The Islamic Front was quick to condemm the killing of Dr Hussein. Hassan Aboud, the political leader of the group, told Al Jazeera: “ISIS denies reality, refusing to recognize that it is simply another group. It refuses to go to independent courts; it attacked many other groups, stole their weapons, occupied their headquarters, and arbitrarily apprehended numerous activists, journalists and rebels. It has been torturing its prisoners. These transgressions accumulated, and people got fed up with ISIS. Some of those people have attacked ISIS’s positions, but ISIS was first to attack in other places, bringing this on itself.”
Military action from the Islamic Front and two other rebel coalitions, the Syrian Revolutionary Front (SRF) and Jaysh al-Mujahideen (a new formation of 7-Aleppo based brigades), was quick to follow the condemnation. “FSA in Kafranbel and Maarat Alnouman attacked many ISIS holds in the region and released 14 Syrian peaceful activists and arrested many of the ISIS,” Mohammed Khatib, an activist in Kafranbel told The Media Line. “The big camp of ISIS near Kafranbel was given 24 hours notice to leave, and they did leave.”
In Aratib, in the outskirts of Aleppo, the Islamic Front and ISIS engaged in fierce battles which resulted in the death of the Emir, or leader of ISIS for the area. As the three rebel coalitions seized on the opportunity created to attack ISIS positions throughout the Aleppo region and Idlib, the fighting spread to other towns where tensions have been bubbling for months, including the border town of Azaz, the scene of previous battles between ISIS and IF brigades. Dozens of fighters on each side have been killed and many more injured, although the figures released by the Syrian Observatory for Human Rights suggest the losses are heavier within the FSA affiliated groups. There have also been reports of prisoners being killed en masse by ISIS fighters as they abandon positions or defect to the rebels.
Aymenn Jawad Al-Tamimi, Shillman-Ginsburg Fellow at the Middle East Forum, says the clashes are not part of a coordinated operation.
”IF operations are not coordinated or pre-planned here,” he said. “These clashes with ISIS are spontaneous and localized.”
Syrian activists have been quick to call this the 'second revolution', but the Islamic front have left the door open for a negotiated peace with ISIS.
“We would like these [ISIS] brothers to join their brethren in the Syrian revolution,” Hassan Aboud of the Islamic Front said. “We see them as nothing but another group.
They see themselves as a state. They need to drop this illusion that they have come to believe as an established fact. It causes them to treat allies as opponents.”

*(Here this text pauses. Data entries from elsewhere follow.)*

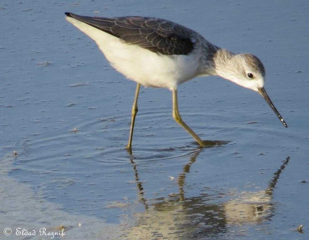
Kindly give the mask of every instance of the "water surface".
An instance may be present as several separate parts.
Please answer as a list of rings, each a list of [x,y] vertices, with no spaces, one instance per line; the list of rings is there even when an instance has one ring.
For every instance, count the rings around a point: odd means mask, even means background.
[[[179,86],[179,111],[210,146],[175,122],[169,90],[143,87],[128,152],[136,84],[65,12],[161,17],[256,55],[289,127],[256,93],[198,78]],[[307,239],[308,12],[301,1],[1,2],[0,234],[63,223],[68,239]],[[14,233],[2,238],[42,239]]]

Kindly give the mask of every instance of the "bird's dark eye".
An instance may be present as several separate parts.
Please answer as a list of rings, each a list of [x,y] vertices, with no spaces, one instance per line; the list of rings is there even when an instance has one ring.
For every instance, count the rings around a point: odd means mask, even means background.
[[[248,76],[248,78],[250,79],[252,79],[253,78],[253,75],[251,72],[247,73],[247,76]]]

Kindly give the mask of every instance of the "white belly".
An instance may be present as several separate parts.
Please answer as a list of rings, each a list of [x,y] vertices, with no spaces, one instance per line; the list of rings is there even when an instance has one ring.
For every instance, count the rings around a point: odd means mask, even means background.
[[[145,86],[171,90],[197,75],[200,56],[163,55],[122,42],[117,38],[70,17],[66,19],[94,40],[118,71]]]

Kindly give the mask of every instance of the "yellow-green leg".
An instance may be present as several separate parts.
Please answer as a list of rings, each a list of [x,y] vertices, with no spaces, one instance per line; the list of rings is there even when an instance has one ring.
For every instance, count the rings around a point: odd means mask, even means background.
[[[177,103],[177,90],[176,89],[173,90],[173,117],[177,123],[183,128],[190,135],[193,137],[199,144],[204,147],[205,144],[203,141],[184,122],[178,111],[178,105]]]
[[[130,129],[130,136],[129,136],[129,142],[127,145],[127,149],[130,149],[132,145],[132,138],[133,137],[133,130],[134,128],[134,122],[135,122],[135,117],[138,111],[137,108],[137,98],[139,97],[139,87],[140,83],[137,83],[136,85],[136,90],[135,92],[135,97],[134,101],[132,106],[132,117],[131,118],[131,127]]]

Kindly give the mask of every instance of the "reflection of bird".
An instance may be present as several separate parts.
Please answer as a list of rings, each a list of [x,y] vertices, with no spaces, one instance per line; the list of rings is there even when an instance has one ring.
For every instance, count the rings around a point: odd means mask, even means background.
[[[178,193],[148,202],[144,195],[144,189],[138,177],[137,165],[131,162],[139,200],[144,204],[145,211],[134,214],[134,225],[124,231],[122,238],[146,240],[208,238],[224,233],[231,226],[259,224],[271,219],[275,211],[273,191],[282,170],[289,162],[289,157],[274,173],[274,177],[269,181],[266,190],[243,192],[230,191],[229,194],[235,194],[235,197],[224,201],[222,198],[226,194],[212,192],[210,189],[207,190],[208,193],[201,193],[198,196],[185,196],[184,188],[186,175],[190,172],[191,166],[200,152],[198,151],[194,153],[190,162],[184,166],[183,172],[179,174]],[[156,202],[150,204],[151,201]],[[244,228],[241,229],[243,231]]]
[[[141,84],[171,91],[174,119],[200,145],[205,146],[181,119],[177,103],[177,86],[199,76],[219,75],[258,92],[287,127],[264,89],[265,70],[255,56],[234,54],[195,31],[163,19],[65,14],[68,21],[95,41],[117,70],[137,82],[128,148],[131,148]]]

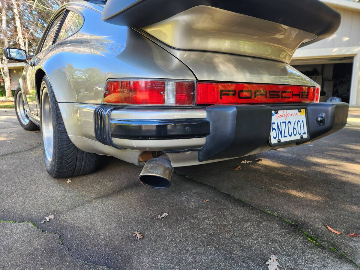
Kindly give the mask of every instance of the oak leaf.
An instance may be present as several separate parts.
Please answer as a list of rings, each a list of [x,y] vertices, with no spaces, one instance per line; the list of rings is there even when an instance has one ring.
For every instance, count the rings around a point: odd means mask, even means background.
[[[270,258],[266,262],[266,264],[267,265],[267,268],[269,269],[269,270],[279,270],[279,267],[278,266],[280,265],[276,260],[278,258],[276,256],[272,254],[271,255],[271,256],[269,256],[269,258]]]
[[[245,159],[245,160],[242,160],[241,163],[245,163],[245,164],[247,164],[248,163],[251,163],[252,162],[252,161],[247,161],[246,160],[246,159]]]
[[[134,233],[134,235],[133,236],[135,237],[135,238],[137,240],[138,240],[139,239],[143,239],[144,237],[143,236],[143,234],[140,233],[140,232],[138,231],[135,231],[135,232]]]
[[[341,234],[341,233],[340,233],[339,231],[337,231],[336,230],[335,230],[333,229],[332,228],[331,228],[328,225],[328,224],[326,224],[326,228],[327,228],[329,229],[329,230],[332,233],[336,233],[337,234]]]
[[[156,217],[154,219],[161,219],[162,220],[162,219],[164,217],[166,217],[167,216],[168,216],[169,214],[167,213],[164,213],[163,214],[160,216],[159,215],[157,217]]]
[[[54,215],[50,215],[50,216],[48,217],[45,217],[44,218],[45,219],[45,220],[43,220],[41,221],[42,223],[44,223],[45,221],[50,221],[50,219],[52,219],[54,218]]]

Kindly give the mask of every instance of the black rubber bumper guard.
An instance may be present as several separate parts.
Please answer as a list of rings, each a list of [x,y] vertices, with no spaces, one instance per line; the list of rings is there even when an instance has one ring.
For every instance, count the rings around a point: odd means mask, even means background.
[[[204,118],[174,119],[112,119],[111,112],[121,108],[100,105],[94,110],[96,140],[122,149],[113,138],[136,140],[173,140],[204,138],[210,133],[210,122]]]
[[[210,135],[199,152],[199,161],[241,157],[267,143],[270,147],[268,142],[273,111],[306,109],[309,137],[296,143],[300,144],[320,139],[343,127],[346,124],[348,108],[347,103],[343,102],[207,107],[205,111],[211,123]],[[287,144],[291,143],[293,143]]]

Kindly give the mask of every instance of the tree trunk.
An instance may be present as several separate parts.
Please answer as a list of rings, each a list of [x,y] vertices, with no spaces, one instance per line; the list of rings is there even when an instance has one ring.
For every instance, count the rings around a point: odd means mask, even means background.
[[[13,93],[11,91],[11,83],[10,82],[9,68],[8,67],[8,59],[4,55],[3,55],[3,64],[4,65],[4,68],[2,69],[1,73],[3,76],[4,82],[5,84],[6,96],[8,98],[13,96]]]
[[[8,24],[6,20],[8,15],[8,3],[6,1],[0,1],[0,8],[1,10],[1,33],[4,39],[4,47],[9,46],[9,41],[8,40]],[[9,67],[8,66],[8,59],[5,57],[3,55],[3,64],[4,68],[3,73],[4,74],[4,81],[5,84],[5,90],[6,91],[6,96],[10,97],[13,96],[13,93],[11,92],[11,85],[10,83],[10,76],[9,72]]]
[[[13,3],[13,11],[14,12],[15,24],[16,25],[16,30],[18,33],[19,44],[20,45],[21,48],[23,50],[25,50],[25,44],[24,44],[24,37],[22,34],[21,23],[20,22],[20,18],[19,17],[19,9],[18,7],[18,4],[15,0],[11,0],[11,2]]]

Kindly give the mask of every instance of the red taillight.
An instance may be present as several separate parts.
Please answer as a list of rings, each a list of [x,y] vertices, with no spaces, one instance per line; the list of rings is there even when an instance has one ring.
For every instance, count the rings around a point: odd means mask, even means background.
[[[315,93],[315,98],[314,102],[318,102],[320,100],[320,87],[316,87],[316,92]]]
[[[194,83],[172,81],[109,81],[105,103],[152,105],[194,105]]]
[[[314,102],[318,100],[317,89],[309,86],[198,82],[196,93],[197,105]]]

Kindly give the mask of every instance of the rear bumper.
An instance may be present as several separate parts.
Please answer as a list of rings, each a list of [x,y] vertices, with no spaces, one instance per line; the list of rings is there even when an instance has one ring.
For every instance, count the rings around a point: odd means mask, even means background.
[[[309,137],[270,146],[271,112],[305,109]],[[317,139],[343,127],[348,105],[213,105],[202,109],[135,109],[102,105],[94,110],[94,132],[102,143],[118,149],[198,152],[198,162],[246,156]],[[323,123],[316,118],[325,117]]]

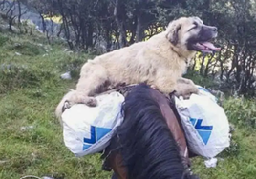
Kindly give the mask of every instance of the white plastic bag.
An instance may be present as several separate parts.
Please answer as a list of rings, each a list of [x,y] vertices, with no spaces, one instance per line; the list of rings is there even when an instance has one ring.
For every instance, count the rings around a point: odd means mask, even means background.
[[[213,158],[230,145],[229,124],[224,109],[205,89],[198,86],[200,94],[190,99],[175,97],[188,148],[194,153]]]
[[[114,129],[123,121],[123,95],[115,91],[97,96],[96,100],[96,107],[76,104],[62,114],[64,143],[75,156],[102,151]]]

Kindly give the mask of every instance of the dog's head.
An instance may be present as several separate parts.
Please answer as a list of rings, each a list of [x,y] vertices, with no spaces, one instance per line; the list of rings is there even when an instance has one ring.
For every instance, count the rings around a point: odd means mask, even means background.
[[[217,28],[204,25],[199,17],[181,17],[169,23],[166,38],[185,51],[201,51],[212,53],[219,51],[210,41],[217,37]]]

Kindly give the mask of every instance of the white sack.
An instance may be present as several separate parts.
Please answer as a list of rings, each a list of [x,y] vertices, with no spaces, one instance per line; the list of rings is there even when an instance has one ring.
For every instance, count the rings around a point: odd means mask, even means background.
[[[123,95],[115,91],[96,99],[96,107],[76,104],[62,114],[64,143],[75,156],[102,151],[109,145],[114,129],[123,121],[120,114]]]
[[[190,99],[175,97],[188,148],[196,154],[212,158],[230,145],[229,124],[224,109],[205,89],[198,86],[200,94]]]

If ISIS did join the Islamic Front, this would not be viewed as good news by the United States, especially ahead of the planned Geneva II peace talks seeking an end to the war in Syria. Widely viewed as a terror group by governments outside of Syria, absorption of them into rebel forces would further intensify the ideological differences between western powers and the Islamic Front. The Islamic extremist group yesterday claimed responsibility for a bombing in a Hizbullah area of Beirut and took control of the city of Falluja in Iraq last week, prompting Kerry's comments that “The rise of these terrorists in the region, and particularly in Syria, and through the fighting in Syria, is part of what is unleashing this instability in the rest of the region. That’s why everybody has a stake.”
While the fighting is more widespread than previous clashes among the rebel groups, it is not clear if the differences can be settled without further escalation.
“If ISIS carries through with its threat to withdraw from key Aleppo theatres, fighting will almost certainly escalate further,” Charles Lister, a visiting fellow at Brookings Doha Center told The Media Line. “If corroborated, reports this morning of ISIS car bombs targeting rebel checkpoints as part of a limited counter-attack would be a bad sign.”